Documents arabes et swahilis de la diaspora congolaise en Tanzanie. Mission exploratoire à Bagamoyo (février 2025)

Une contribution de Jihan Safar (post-doctorante Marie Curie, ULB) et Xavier Luffin (Professeur, ULB)

Résumé. – En février 2025, Jihan Safar et Xavier Luffin ont effectué une mission exploratoire à Bagamoyo, sur la côte tanzanienne, à la recherche de l’héritage écrit de la communauté originaire du Maniema (RDC), et notamment de la famille du célèbre Cheikh Ramiya, membre important de la confrérie soufie de la Qadiriyya.

Les travaux de notre équipe de Kalamu na wino portent essentiellement sur les usages de l’écriture arabe au Congo (actuelle RDC), qu’elle s’applique à la langue arabe ou au kiswahili. La fermeture provisoire du terrain congolais nous a amenés à explorer des terrains alternatifs. Parmi ces derniers, Bagamoyo, ville située sur la côte est de la Tanzanie face à l’île de Zanzibar, occupe une place toute particulière : au 19e siècle, Bagamoyo était l’un des points de départ et d’arrivée des caravanes de commerçants arabo-swahilis impliquées dans le commerce de l’ivoire et des esclaves, ces derniers étant transportés de l’intérieur des terres vers la cité portuaire de Bagamoyo pour être ensuite débarqués à Zanzibar. En effet, parmi les nombreuses routes commerciales, l’un des principaux axes s’étendait de l’est du Congo (le Maniema) jusqu’à Bagamoyo, en passant par Kigoma, Tabora ou Ujiji.

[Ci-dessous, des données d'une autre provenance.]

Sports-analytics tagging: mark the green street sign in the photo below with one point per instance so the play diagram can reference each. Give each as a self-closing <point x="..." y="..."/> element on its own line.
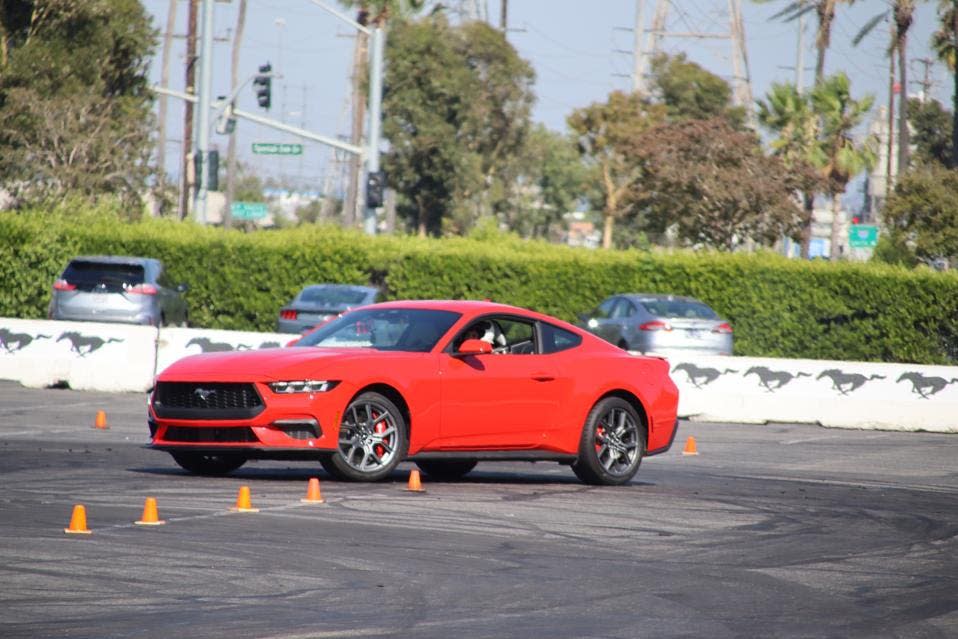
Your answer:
<point x="862" y="236"/>
<point x="248" y="210"/>
<point x="272" y="148"/>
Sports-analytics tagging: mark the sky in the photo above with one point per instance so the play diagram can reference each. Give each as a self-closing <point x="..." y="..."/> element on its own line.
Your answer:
<point x="580" y="49"/>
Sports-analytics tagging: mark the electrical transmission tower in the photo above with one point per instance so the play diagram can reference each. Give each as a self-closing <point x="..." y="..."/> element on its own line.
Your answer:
<point x="654" y="36"/>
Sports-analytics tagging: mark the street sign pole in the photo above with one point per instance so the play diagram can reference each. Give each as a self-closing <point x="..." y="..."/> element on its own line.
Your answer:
<point x="377" y="44"/>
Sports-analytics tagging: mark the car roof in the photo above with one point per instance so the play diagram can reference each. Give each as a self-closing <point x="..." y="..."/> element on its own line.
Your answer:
<point x="114" y="259"/>
<point x="351" y="287"/>
<point x="659" y="297"/>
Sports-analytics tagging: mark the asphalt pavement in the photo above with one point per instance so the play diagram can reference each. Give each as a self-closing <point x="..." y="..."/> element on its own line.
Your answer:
<point x="777" y="530"/>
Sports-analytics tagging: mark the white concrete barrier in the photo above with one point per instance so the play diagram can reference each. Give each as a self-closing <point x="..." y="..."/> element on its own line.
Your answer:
<point x="83" y="355"/>
<point x="831" y="393"/>
<point x="120" y="357"/>
<point x="176" y="343"/>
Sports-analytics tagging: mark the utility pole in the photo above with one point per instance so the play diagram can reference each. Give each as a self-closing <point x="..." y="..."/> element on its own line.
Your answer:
<point x="162" y="100"/>
<point x="187" y="169"/>
<point x="638" y="56"/>
<point x="741" y="78"/>
<point x="926" y="82"/>
<point x="231" y="145"/>
<point x="203" y="103"/>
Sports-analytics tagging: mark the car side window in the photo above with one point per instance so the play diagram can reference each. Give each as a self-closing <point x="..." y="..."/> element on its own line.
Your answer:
<point x="507" y="335"/>
<point x="604" y="310"/>
<point x="555" y="339"/>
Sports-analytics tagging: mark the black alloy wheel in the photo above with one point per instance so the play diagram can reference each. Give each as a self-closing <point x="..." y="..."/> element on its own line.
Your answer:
<point x="372" y="440"/>
<point x="612" y="444"/>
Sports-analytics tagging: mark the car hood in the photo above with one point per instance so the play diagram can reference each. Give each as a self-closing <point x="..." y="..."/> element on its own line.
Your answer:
<point x="267" y="364"/>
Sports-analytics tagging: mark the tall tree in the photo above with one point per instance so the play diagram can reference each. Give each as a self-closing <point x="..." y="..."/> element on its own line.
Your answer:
<point x="945" y="43"/>
<point x="902" y="13"/>
<point x="932" y="126"/>
<point x="607" y="133"/>
<point x="74" y="100"/>
<point x="791" y="116"/>
<point x="844" y="157"/>
<point x="689" y="91"/>
<point x="713" y="185"/>
<point x="456" y="104"/>
<point x="922" y="214"/>
<point x="825" y="12"/>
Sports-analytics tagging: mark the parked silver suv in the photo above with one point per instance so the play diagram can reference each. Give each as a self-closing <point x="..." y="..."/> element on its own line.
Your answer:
<point x="110" y="288"/>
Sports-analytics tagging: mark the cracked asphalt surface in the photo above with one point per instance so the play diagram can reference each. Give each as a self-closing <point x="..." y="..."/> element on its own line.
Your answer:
<point x="772" y="530"/>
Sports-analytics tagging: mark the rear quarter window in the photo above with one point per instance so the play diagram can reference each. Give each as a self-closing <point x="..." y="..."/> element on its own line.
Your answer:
<point x="555" y="339"/>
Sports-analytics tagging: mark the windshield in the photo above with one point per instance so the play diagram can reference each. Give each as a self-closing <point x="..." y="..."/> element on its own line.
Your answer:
<point x="394" y="329"/>
<point x="679" y="308"/>
<point x="332" y="296"/>
<point x="87" y="276"/>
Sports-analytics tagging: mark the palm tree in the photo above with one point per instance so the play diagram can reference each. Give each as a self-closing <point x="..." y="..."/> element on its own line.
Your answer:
<point x="845" y="158"/>
<point x="945" y="43"/>
<point x="790" y="115"/>
<point x="825" y="12"/>
<point x="903" y="13"/>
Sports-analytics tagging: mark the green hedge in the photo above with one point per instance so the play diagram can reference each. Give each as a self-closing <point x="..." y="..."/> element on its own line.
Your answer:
<point x="779" y="307"/>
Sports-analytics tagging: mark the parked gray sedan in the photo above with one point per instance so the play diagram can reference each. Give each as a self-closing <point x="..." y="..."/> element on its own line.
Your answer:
<point x="318" y="303"/>
<point x="112" y="288"/>
<point x="659" y="324"/>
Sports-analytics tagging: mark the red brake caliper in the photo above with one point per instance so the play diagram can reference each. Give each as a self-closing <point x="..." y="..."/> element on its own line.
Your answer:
<point x="380" y="429"/>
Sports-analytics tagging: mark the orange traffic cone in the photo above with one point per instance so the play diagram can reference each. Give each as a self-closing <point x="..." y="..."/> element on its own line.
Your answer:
<point x="313" y="496"/>
<point x="150" y="516"/>
<point x="78" y="521"/>
<point x="243" y="504"/>
<point x="415" y="484"/>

Bagamoyo, carrefour des circulations religieuses

Une première visite à Bagamoyo avait été effectuée par Jihan Safar et Shaibu Champunga, également membre de notre équipe et doctorant à l’ULB, en janvier 2025, afin d’établir les premiers contacts. En février, nous sommes retournés à Bagamoyo. Notre objectif était d’identifier des sources arabes et swahilies, notamment des archives familiales, et de nous entretenir avec les membres de la communauté originaire du Maniema installés depuis des générations dans cette ville autrefois arabe, mais aussi ailleurs dans le pays, communauté que l’on nomme encore aujourd’hui Wamanyema, littéralement « les gens du Maniema. » La grande ville portuaire de Dar es Salam, ancienne capitale du pays, abrite d’ailleurs une mosquée appelée Masjid Manyema, « la mosquée du Maniema », dans le quartier populaire de Kariakoo.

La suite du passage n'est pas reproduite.